Le Centre national Cyberint (CNC) a transmis, entre 2021 et 2026, 1 304 notifications à des institutions publiques concernant des vulnérabilités informatiques techniques, procédurales et humaines. Le chef du CNC, Anton Rog, a déclaré au Parlement que l’Agence nationale du cadastre et de la publicité immobilière (ANCPI) avait été avertie dès 2021 de vulnérabilités critiques, avant la cyberattaque du 14 juillet 2026.
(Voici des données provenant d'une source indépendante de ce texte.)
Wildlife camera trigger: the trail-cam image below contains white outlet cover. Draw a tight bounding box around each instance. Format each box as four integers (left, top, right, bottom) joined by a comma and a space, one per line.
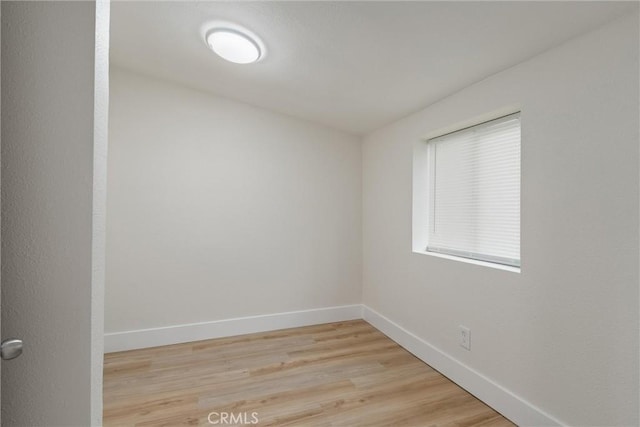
460, 325, 471, 351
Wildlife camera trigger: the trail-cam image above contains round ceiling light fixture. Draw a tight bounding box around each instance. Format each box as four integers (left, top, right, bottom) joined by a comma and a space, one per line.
205, 28, 264, 64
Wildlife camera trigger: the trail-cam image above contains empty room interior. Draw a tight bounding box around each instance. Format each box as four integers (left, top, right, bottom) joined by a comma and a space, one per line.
2, 1, 640, 427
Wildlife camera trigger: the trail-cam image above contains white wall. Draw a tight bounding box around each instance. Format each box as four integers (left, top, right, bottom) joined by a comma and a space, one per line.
105, 69, 362, 333
363, 13, 640, 425
2, 2, 108, 426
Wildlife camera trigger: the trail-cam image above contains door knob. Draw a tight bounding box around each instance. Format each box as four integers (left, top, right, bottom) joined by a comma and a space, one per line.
0, 338, 22, 360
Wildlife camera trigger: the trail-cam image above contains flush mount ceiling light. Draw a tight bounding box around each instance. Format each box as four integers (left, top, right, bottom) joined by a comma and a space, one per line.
205, 28, 264, 64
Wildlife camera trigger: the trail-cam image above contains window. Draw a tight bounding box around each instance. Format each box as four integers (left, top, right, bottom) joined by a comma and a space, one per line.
426, 113, 520, 267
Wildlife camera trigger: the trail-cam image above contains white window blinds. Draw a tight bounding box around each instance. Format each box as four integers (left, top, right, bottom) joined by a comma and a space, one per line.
427, 113, 520, 267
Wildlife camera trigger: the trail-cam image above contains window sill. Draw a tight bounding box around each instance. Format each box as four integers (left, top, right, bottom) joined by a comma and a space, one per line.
413, 249, 520, 273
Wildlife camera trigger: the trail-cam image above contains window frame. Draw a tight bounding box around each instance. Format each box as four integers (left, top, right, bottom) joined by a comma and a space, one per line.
420, 109, 522, 273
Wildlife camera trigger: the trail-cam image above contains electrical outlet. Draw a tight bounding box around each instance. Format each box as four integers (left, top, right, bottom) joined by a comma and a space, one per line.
460, 325, 471, 351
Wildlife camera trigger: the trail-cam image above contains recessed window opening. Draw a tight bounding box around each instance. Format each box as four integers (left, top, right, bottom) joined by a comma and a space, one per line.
426, 113, 520, 268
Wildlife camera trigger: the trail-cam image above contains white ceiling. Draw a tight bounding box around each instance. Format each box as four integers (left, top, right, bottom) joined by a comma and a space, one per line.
111, 1, 637, 134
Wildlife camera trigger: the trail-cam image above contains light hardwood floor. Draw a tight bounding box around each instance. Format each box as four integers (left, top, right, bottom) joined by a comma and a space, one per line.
104, 320, 513, 427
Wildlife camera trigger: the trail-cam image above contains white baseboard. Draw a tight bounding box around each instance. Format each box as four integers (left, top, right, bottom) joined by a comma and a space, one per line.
104, 304, 362, 353
104, 304, 564, 427
363, 306, 563, 426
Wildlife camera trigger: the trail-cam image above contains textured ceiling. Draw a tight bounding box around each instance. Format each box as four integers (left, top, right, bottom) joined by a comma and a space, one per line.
111, 1, 637, 134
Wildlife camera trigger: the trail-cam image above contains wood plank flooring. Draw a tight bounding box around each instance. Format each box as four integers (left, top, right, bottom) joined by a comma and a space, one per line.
104, 320, 513, 427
L’attaque de type rançongiciel, attribuée au groupe ByteToBreach, a bloqué la plateforme e-Terra et perturbé les transactions immobilières pendant près d’un mois. Environ 1 000 serveurs virtuels du réseau de l’ANCPI ont été supprimés. Selon le CNC, l’attaque a été favorisée par des mots de passe faibles et réutilisés, y compris pour des comptes administrateur, des systèmes non mis à jour et des règles d’accès permissives au sein du réseau interne.
Le directeur adjoint de la DNSC, Ionuț-Andrei Iacoboaei, a déclaré qu’il ne s’agissait pas d’une attaque très sophistiquée, mais d’une attaque fondée sur des vulnérabilités connues. La DNSC a informé 2 400 institutions publiques de l’existence de plus de 40 000 vulnérabilités.
Anton Rog a précisé que, selon les données du SRI, l’ANCPI n’avait transmis aucune réponse officielle aux notifications reçues. Les représentants de l’institution affirment que l’activité pourrait reprendre intégralement la semaine prochaine et qu’aucun indice ne laisse penser que les bases de données ont été affectées. Les auditions parlementaires ont soulevé des questions concernant la protection d’autres institutions publiques.